The chief attributes of Statehood

Sovereign Equality. This is found in the UN Charter to which nearly every state on the planet is a signatory (not Switzerland for example).

P.2 of Supplement, Art II par. 1 sovereign equality of all members

P.25 Declaration on Principles of International Law (1970) states agreed on the rules that bound them. It is not a binding document but international custom makes it binding

P.26 Sovereign king, queen, person in charge, answerable to no-one, ability to be sole ruler. Each state is a sovereign unto itself basically, independence is the key factor.

Legal Equality each state has an equal right in the creation of international law, and the same obligations and claims under international law. Equality helps further explain the notion of sovereignty. Each state, regardless of size, strength, etc. is equal under international law to be free from outside interference.

Art. 7 of the Charter even the UN will not interfere in the domestic matters p.30 supplement A to F the attributes of sovereign equality.

International law therefore only exists on the basis of the consent of sovereigns.

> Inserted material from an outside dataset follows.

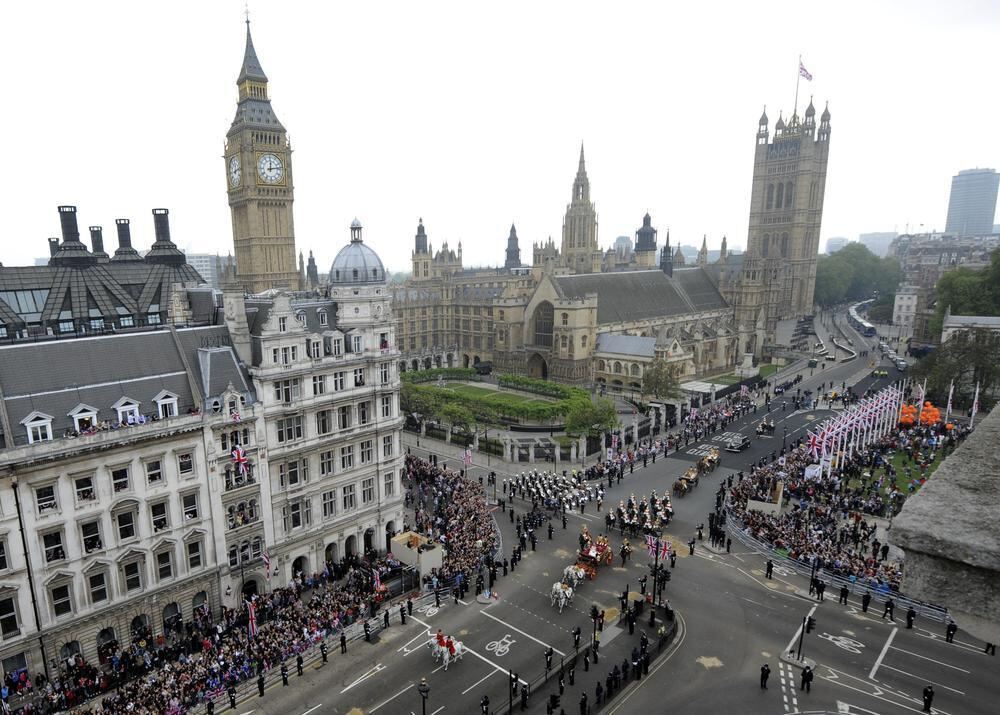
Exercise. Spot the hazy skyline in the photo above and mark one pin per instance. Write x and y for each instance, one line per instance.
(472, 116)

Intervention v. interference

Today, however, military strength often dictates actions by states e.g. US bombing Kosovo. Sometimes, you need to look at the big picture, like humanitarian rights, or a refusal by the attacked state to respect the sovereignty of another e.g. the Gulf War. What is the difference between interference and intervention? Are these contrary to sovereign equality? Examples include imposing economic pressure on another country.

When New Zealand declared its harbour a nuclear free zone, the US declared economic sanctions and changes to New Zealands membership in international organisations because the US has a policy of not disclosing which of their ships is nuclear-free.

P.29 of the Supplement equal right and self-determination of people. Every state has the duty to promote self-determination of peoples. So, when Chirac supports the separation of Qubec, is he interfering with the internal matters of Canada or fulfilling a duty to help the self-determination of people?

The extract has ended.